Business and Finance

Jeremy Corbyn meets with Jewish community leaders, and other stories


Jeremy Corbyn. Image by Wikimedia Commons, licenced under CC BY-SA 2.0

The Labour party leader, as well as the party’s new general secretary Jennie Formby, are meeting representatives from the Board of Deputies of British Jews (BoD) and the Jewish Leadership Council this afternoon.

Mr Corbyn requested the meeting as part of efforts to tackle antisemitism, accusations of which have recently overshadowed the Labour party.

However, a larger meeting involving more groups which was set to take place tomorrow, has been postponed.

This follows a decision by the BoD and the JLC not to take part.

They were unhappy because Mr Corbyn invited the anti-Israel, pro-Corbyn group, Jewish Voice for Labour, which opposes the actions of the BoD and JLC.

Ten dead following van collision in Toronto

Ten people have been killed after a van was driven into pedestrians in Toronto, and a further fifteen people have been  injured.

The arrested suspect, 25 year old Alek Minassian, has been named by officials – however, his motives for committing the act are not yet known.

Ralph Goodale, the Canadian Minister of Public Safety, has said that it’s too soon to say whether the crash was a case of international terrorism.

The Canadian government has not raised its terrorism alert.

Canadian Prime Minister Justin Trudeau has expressed his deep sadness over the tragedy.

Statue of Millicent Fawcett unveiled in Parliament Square

A statue of the prominent Suffragist Millicent Fawcett is set to be unveiled this morning in Parliament Square.

It will be the first statue of a woman to be erected in the area.

The bronze casting was created by the artist Gillian Wearing.

The statue features Fawcett holding a banner which reads, ‘Courage calls to courage everywhere.’

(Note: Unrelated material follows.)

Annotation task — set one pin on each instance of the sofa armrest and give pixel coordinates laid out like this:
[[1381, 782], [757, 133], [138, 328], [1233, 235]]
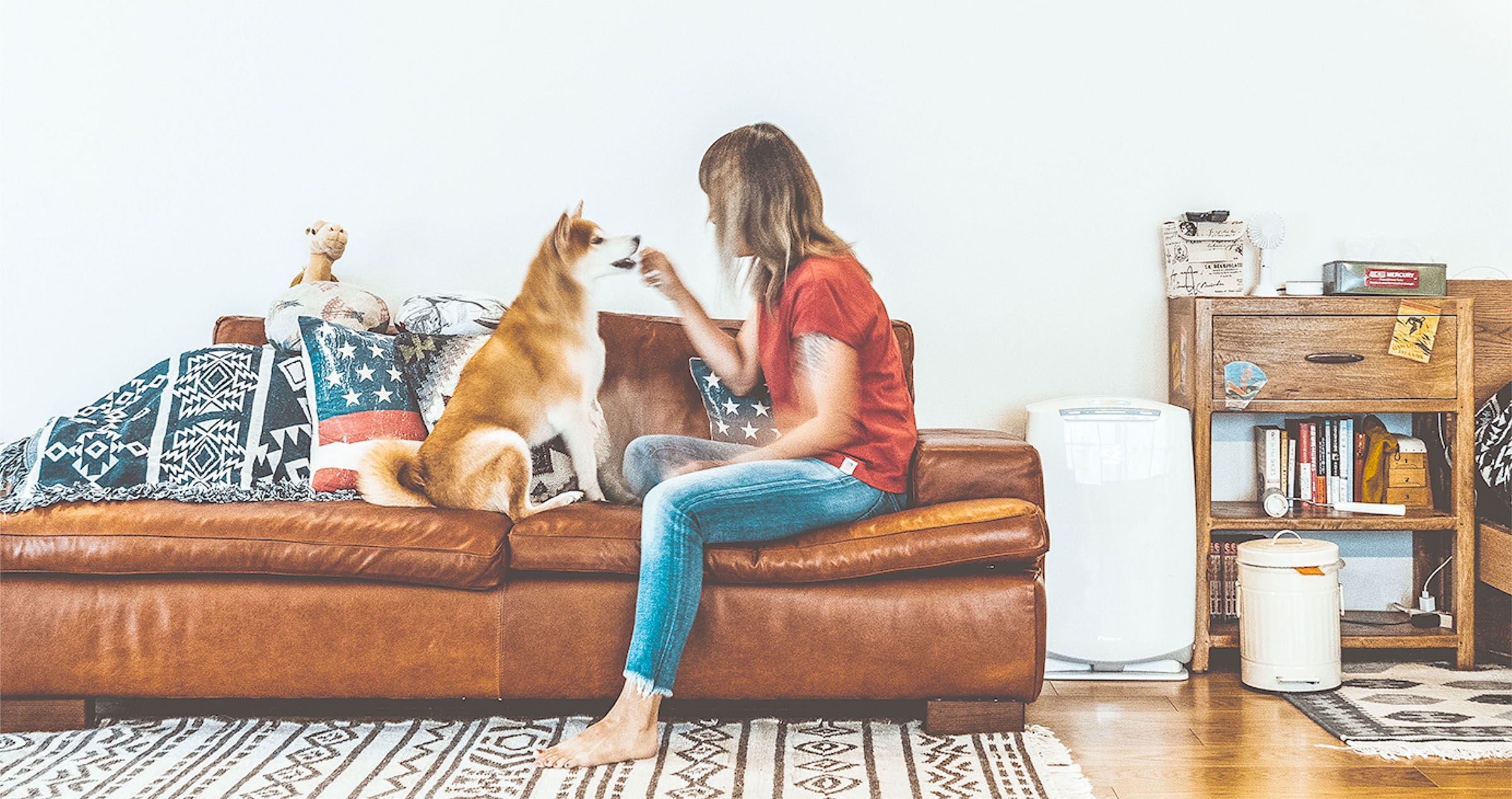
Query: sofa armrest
[[953, 464]]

The decision to erect the statue follows a successful campaign by the feminist writer and activist Caroline Criado Perez.

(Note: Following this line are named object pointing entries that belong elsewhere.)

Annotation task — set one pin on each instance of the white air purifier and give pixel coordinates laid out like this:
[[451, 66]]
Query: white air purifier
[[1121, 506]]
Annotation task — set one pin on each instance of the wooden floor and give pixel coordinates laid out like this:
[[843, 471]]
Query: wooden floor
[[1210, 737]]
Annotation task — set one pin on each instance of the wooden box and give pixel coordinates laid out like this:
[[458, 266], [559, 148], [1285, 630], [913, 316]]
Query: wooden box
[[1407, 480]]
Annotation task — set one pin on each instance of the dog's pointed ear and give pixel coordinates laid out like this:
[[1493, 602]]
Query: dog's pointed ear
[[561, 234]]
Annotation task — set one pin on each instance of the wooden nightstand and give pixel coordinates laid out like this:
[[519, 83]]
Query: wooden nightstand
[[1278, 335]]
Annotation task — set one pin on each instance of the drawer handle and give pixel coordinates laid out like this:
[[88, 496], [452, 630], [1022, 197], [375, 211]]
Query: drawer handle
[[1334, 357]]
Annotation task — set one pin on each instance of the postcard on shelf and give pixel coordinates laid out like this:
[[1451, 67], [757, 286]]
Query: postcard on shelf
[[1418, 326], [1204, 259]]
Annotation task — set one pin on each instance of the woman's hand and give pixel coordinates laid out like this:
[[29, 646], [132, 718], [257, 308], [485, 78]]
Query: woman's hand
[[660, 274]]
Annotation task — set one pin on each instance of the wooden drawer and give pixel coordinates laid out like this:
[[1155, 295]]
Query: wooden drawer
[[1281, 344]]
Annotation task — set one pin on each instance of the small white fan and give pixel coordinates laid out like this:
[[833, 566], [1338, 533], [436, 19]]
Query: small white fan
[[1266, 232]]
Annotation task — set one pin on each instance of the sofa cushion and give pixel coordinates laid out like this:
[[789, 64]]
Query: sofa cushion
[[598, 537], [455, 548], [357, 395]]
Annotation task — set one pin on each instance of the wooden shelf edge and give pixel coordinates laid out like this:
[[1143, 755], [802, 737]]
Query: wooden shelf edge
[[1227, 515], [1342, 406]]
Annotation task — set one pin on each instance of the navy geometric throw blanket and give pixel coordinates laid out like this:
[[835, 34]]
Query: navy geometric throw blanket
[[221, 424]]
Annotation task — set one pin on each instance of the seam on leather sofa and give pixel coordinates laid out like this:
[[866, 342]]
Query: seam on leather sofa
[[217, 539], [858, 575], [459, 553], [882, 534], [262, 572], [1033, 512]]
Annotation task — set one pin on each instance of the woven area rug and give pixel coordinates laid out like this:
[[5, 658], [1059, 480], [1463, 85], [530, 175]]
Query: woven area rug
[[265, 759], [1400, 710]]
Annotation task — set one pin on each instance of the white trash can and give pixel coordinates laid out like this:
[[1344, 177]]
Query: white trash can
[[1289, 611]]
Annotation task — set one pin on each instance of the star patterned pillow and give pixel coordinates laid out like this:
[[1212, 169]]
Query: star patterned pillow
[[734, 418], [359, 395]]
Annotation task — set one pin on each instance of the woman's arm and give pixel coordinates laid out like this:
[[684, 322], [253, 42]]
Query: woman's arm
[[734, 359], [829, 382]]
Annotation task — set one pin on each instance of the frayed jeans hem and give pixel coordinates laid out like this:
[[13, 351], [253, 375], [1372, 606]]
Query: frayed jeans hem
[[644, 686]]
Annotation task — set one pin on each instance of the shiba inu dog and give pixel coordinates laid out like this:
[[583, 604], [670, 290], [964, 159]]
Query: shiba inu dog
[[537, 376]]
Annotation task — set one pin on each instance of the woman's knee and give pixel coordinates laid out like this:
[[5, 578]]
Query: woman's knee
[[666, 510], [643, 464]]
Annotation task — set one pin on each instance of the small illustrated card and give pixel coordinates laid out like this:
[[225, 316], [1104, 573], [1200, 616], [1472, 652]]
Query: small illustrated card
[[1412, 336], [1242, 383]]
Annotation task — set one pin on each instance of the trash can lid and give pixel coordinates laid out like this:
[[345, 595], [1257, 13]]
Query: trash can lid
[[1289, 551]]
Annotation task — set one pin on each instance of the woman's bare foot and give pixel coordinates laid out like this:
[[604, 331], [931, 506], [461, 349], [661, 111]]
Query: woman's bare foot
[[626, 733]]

Perez was also influential in the drive to make Jane Austen appear on the £10 note.


Millicent Fawcett. Image by Bain News Service, licensed under CC BY-SA 2.0

Health ombudsman lengthy failure to investigate complaints

The Public Administration and Constitutional Affairs Committee (PACAC) has expressed concern over the length of time the health ombudsman takes to investigate complaints.

These concerns follow a failure by the Parliamentary and Health Service Ombudsman (PHSO) to investigate, among other complaints, the care of a teenage eating disorder patient who died following a string of failings.

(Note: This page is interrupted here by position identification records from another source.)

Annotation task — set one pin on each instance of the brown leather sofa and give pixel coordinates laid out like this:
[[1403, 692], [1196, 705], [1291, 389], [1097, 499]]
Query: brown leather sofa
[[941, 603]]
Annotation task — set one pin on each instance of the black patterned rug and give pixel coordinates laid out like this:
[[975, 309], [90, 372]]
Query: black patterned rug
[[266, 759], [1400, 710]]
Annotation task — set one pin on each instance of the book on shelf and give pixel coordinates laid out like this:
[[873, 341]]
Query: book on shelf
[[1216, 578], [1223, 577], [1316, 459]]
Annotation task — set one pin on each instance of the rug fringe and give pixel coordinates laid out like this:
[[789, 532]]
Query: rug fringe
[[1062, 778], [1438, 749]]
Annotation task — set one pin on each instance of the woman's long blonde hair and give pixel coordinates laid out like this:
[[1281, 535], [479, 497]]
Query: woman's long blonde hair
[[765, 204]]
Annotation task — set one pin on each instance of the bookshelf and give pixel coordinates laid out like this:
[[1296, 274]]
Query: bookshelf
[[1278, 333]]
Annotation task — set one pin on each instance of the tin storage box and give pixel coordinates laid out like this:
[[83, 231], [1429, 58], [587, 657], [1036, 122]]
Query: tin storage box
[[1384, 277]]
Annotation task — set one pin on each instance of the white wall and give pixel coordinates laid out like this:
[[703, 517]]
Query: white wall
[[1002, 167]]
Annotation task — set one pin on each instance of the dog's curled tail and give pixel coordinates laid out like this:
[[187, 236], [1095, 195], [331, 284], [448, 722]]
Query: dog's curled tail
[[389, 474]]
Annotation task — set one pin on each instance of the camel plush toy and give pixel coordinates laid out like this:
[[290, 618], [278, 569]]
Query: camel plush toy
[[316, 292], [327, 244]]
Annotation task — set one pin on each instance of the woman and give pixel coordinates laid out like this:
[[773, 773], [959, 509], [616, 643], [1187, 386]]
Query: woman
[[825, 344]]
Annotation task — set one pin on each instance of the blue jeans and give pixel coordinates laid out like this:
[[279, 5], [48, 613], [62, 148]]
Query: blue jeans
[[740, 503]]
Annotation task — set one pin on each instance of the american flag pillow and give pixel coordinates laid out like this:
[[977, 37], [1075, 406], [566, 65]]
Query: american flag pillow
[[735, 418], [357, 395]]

The case of Averil Hart, who passed away in December 2012, took the ombudsman three and a half years to investigate.

The report into Miss Hart’s death concluded that she died following a series of failures by every NHS organisation that cared for her.

According to a new report, on average the PHSO took 234 days to complete in full investigation in 2016/17.


Houses of Parliament. Image by Wikimedia Commons, licensed under CC BY-SA 2.0

Chief Executive of TSB apologies to customers after IT Failure

Paul Pester, the chief executive of TSB, has apologised to the bank’s customers after IT problems left them unable to access their money, and in some cases allowed them to see other people’s accounts.

‘This isn’t the level of service that we pride ourselves on providing, and isn’t what our customers have come to expect from TSB, and for that I’m deeply sorry.’

Finance and data watchdogs are currently looking into the glitch, which took place over several hours during a system upgrade which was supposed to have been completed on Sunday.